After the mix, he carefully saves the file, labels it and places it in the Dalet bin marked “ATC.” O’Toole has already left the studio for his desk. It’s 1549 ET. O’Toole loads the mixed piece into his edit panel, and immediately removes the silence at the head and tail and removes the pickups. Once satisfied, he saves his changes to a new file that ensures that the evening production staff can recut the original mixed piece, if necessary.

It’s 1555 ET, and the piece is verbally passed to the producer, who listens for content and acts as “last pair of ears” before it airs.

In Studio 2A, director Boilen is checking his copy of the show’s “roadmap,” photocopies of which are distributed to the two ATC hosts, the two drive engineers and the production staff.

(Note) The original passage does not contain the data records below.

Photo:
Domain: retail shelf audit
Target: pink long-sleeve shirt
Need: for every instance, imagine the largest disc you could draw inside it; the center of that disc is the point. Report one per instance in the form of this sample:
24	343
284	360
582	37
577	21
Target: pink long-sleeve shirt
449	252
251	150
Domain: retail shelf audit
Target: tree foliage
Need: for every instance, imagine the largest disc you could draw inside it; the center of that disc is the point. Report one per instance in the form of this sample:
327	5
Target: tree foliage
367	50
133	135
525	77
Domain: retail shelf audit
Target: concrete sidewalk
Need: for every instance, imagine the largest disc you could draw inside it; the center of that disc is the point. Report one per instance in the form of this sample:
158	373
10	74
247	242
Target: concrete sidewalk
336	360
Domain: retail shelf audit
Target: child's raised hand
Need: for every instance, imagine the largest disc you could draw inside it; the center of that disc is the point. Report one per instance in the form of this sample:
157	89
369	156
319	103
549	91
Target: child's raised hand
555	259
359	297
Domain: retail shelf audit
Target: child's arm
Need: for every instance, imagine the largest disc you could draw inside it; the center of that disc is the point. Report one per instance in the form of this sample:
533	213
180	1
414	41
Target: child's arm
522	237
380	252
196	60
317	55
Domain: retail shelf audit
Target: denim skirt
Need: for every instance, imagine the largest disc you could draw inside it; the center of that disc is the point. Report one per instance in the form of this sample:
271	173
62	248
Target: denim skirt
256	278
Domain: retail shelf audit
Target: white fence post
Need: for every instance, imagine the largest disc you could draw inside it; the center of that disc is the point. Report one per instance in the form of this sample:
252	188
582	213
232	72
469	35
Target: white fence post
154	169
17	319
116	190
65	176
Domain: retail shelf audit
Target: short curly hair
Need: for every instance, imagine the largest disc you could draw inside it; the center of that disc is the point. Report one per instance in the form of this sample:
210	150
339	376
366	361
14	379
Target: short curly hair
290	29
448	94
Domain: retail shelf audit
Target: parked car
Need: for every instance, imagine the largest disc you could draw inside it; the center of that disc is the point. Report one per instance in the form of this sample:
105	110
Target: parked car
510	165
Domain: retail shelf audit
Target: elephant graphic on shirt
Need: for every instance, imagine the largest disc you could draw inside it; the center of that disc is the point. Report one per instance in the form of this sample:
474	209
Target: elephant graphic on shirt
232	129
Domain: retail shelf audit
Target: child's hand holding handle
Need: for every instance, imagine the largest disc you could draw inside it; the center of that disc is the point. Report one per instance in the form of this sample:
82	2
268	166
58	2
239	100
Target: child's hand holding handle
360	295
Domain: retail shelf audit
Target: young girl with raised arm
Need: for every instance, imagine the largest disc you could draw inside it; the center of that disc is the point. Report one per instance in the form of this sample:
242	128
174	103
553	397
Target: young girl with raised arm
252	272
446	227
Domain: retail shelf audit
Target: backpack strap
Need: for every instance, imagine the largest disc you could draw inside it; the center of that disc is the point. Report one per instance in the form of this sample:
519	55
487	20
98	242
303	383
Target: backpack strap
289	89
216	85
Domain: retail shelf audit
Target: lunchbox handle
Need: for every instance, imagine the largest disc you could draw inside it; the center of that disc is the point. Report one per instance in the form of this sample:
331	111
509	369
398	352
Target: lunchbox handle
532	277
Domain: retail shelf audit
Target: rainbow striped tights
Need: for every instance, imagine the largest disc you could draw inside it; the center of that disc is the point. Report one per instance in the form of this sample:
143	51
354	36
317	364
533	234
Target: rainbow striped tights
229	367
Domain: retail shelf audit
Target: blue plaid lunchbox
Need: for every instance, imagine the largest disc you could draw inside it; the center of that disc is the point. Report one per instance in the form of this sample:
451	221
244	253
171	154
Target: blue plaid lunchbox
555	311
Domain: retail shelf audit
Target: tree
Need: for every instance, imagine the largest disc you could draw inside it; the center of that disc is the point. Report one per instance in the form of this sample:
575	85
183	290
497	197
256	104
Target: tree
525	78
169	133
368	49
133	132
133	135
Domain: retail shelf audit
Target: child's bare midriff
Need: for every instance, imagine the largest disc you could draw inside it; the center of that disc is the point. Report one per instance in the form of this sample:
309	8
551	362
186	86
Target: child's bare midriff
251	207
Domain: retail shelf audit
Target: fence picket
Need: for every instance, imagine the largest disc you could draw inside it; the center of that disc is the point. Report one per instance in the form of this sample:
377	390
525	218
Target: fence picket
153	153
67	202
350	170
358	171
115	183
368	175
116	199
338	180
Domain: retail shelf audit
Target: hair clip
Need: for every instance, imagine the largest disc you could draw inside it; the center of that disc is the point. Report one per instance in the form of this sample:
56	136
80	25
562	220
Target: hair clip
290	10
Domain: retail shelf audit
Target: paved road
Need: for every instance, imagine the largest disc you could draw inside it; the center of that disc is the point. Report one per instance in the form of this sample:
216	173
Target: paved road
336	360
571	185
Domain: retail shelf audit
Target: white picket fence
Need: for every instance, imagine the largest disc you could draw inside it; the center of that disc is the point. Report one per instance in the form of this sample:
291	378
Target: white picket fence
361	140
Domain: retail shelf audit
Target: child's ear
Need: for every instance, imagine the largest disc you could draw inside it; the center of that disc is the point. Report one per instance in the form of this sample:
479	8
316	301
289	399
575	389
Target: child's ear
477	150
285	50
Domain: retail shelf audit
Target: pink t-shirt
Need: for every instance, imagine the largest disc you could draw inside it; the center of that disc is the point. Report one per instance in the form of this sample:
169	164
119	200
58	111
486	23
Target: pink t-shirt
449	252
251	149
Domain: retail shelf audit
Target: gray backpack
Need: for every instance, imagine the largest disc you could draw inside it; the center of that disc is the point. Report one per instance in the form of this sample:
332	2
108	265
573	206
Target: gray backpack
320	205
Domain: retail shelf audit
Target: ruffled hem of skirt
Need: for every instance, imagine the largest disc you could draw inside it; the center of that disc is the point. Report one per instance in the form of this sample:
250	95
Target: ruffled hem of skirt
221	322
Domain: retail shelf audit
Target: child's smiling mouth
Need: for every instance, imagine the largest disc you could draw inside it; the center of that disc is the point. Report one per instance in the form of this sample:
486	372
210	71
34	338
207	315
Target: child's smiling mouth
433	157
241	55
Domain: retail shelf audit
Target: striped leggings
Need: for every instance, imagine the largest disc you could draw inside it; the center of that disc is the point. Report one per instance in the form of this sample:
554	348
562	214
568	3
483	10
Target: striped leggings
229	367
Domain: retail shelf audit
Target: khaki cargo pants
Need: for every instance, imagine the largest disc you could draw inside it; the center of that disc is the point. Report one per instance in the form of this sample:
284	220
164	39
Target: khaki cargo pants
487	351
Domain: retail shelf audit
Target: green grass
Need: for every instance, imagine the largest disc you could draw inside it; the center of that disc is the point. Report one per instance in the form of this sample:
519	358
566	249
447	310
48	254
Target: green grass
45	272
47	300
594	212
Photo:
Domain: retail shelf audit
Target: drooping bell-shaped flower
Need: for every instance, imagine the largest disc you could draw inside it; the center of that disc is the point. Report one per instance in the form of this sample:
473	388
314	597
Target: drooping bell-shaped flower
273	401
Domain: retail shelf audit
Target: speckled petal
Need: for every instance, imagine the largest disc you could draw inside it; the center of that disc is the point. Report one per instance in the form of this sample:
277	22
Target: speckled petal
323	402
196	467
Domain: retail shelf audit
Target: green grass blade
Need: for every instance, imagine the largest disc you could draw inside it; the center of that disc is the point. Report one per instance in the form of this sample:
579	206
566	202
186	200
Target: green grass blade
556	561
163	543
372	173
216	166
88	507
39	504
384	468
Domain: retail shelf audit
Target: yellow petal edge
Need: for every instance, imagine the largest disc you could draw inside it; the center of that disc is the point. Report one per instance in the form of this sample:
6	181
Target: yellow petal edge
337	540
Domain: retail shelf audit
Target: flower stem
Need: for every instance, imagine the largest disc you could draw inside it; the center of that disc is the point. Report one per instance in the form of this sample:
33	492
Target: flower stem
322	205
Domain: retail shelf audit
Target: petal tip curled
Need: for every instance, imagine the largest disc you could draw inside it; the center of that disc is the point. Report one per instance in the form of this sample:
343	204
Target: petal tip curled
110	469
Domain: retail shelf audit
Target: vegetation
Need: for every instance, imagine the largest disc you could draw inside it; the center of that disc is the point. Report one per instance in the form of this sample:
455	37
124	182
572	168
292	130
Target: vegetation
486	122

As the Ivan Watson piece is in the “Ready For Air” Dalet bin, Boilen marks the running time in red on his roadmap.

An intern arrives with the hardcopy intros to the piece for Boilen and the hosts. NPR’s program hosts prefer scripts on paper rather than on-screen because computers do crash at the worst times. The intern takes the script to hosts Melissa Block and Michele Norris. Block scans the script and checks the estimated read time with her own pace; satisfied, she places the script in her carefully organized stack.

At exactly 1600 ET, Boilen directs drive engineer Abdullah Rufus to start the Dalet playback of the ATC Billboard (“Hit it!”) and the program is underway.

There it goes

After the billboard, a five-minute newscast with actualities is broadcast, with newscaster Korva Coleman in the Studio 2A announce booth.

During the newscast, Abdullah Rufus and fellow drive engineer Bill Deputy check the roadmap for the required pieces for the coming hour, and load the Ivan Watson piece into both the primary and backup Dalet playback machines; the press of the Start button on the Pacific Recorders console triggers both Dalet playbacks, and the drive engineers can switch to a backup at the twist of a knob. After auditioning the piece to confirm it’s really there, and it’s really an Ivan Watson piece, they return their full concentration to the newscast.

A :29 music bed is played at exactly 1606 ET, at the end of which Boilen directs Abdullah Rufus to open both hosts’ mics for the start of the body of the program. Michelle Norris reads first, then Block reads the intro to the Watson piece. The engineer presses the below-fader START button, and the piece begins on both primary and backup Dalet workstations.

The playback is uneventful, and as a live interview by ISDN is scheduled next, the drive engineers concentrate more on getting their live guest settled and backfeeds checked.

The Studio 2A atmosphere remains relaxed; there are no crashing deadlines or live-to-air pieces to mix. But then, there’s still one hour and 50 minutes to go in the live broadcast.